You do know there are well-supported Linux SBCs for exactly this purpose available already?
As an example, I have an Odroid-HC1 (old, current is
Odroid HC4 with two vertical SATA bays).
For a backup or media storage type NAS, I would consider
Odroid M1 with at least OS on the PCIe M.2 SSD (PCIe 3.0, 2 lanes). It has one SATA connector, but you can use USB3-to-SATA for additional ones. It also consumes only about 1.3 watts when idle. Putting the OS on the PCIe means that you can use huge spinny SATA drives for backups, automatically spun down until actually accessed (although I'd also run
smartd on them, scanning them periodically about once a month, to detect data and disk deterioration hopefully in time).
Of course, if you use a large PCIe SSD for the OS, you'll have ample room for storing often-accessed data as a separate NAS volume.

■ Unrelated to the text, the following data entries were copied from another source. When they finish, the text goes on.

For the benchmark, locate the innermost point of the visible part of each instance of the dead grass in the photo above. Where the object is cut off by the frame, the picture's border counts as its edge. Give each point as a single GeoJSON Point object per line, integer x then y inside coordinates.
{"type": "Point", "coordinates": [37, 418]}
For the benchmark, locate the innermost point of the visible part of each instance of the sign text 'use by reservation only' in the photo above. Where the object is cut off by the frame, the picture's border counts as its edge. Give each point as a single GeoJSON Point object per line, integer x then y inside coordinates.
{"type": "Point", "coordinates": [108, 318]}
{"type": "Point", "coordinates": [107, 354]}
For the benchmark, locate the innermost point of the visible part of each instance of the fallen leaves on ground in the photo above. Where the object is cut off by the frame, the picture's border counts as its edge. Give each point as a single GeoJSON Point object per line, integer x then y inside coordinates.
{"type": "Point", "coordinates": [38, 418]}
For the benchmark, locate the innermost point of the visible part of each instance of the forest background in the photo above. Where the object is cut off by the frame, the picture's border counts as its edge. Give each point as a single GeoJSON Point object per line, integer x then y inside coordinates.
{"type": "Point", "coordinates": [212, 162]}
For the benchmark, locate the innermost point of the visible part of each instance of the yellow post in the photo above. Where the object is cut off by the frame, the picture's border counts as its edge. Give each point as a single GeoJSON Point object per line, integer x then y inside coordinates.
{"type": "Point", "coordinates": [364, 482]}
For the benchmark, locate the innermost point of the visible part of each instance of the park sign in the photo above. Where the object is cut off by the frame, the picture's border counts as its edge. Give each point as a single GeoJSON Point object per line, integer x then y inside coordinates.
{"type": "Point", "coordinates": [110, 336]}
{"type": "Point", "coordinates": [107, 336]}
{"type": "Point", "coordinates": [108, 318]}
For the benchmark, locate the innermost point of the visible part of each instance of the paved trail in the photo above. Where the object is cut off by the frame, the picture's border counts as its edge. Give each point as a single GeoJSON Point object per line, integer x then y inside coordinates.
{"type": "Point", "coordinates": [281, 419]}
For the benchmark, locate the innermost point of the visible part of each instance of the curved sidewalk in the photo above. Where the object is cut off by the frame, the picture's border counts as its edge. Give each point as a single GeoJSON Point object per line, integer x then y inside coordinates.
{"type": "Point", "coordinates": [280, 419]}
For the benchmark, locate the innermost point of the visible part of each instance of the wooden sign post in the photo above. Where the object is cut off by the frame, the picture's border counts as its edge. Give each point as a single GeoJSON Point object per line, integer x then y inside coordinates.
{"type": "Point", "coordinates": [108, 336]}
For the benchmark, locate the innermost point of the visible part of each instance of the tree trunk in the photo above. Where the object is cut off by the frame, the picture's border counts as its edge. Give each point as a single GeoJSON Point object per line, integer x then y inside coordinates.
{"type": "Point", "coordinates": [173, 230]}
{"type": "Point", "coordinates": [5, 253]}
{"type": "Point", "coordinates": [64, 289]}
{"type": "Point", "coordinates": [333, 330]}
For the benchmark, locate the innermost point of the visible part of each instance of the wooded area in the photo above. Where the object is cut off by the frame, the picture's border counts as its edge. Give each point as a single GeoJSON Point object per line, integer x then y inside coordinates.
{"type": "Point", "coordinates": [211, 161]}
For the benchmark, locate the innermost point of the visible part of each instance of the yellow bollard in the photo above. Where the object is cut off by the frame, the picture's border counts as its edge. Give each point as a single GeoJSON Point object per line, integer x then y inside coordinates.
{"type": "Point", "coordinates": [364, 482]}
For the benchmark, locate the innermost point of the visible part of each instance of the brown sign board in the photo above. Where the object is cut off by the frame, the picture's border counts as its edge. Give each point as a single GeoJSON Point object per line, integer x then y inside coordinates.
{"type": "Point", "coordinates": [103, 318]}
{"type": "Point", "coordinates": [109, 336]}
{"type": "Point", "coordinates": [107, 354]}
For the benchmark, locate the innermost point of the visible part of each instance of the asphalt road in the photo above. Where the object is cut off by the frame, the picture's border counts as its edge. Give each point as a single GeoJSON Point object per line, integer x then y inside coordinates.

Standard JMicron JMS578 etc. USB 3 to SATA bridges (that cost < USD $10) work quite well in Linux, so you can use basically any Linux SBC with gigabit ethernet or better, and one or more USB 3 host ports, to build your NAS. (For example, look at
Odroid C4 or
Odroid N2+. N2+ in particular has about twice the CPU power a Raspberry Pi 4 has, in case you need that. For a NAS, you do not. Note their low idle power consumption, on the order of two to three watts. Standby is typically less than one watt, and on a NAS, you can safely use the powersave governor.)
For a NAS box that is in heavy use, I'd consider an Intel/AMD -based box with support for three or more PCIe SSDs, and only use SATA for spinny-disk-type long-term backup storage (with the same
smartd config as for a Linux SBC NAS). However, the power consumption tends to grow by an order of magnitude.
As I build my own solutions, I am not up to date on specialized NAS distributions and such. I also do not use RPis myself, for various technical (problematic USB hardware) and nontechnical (foundation) reasons.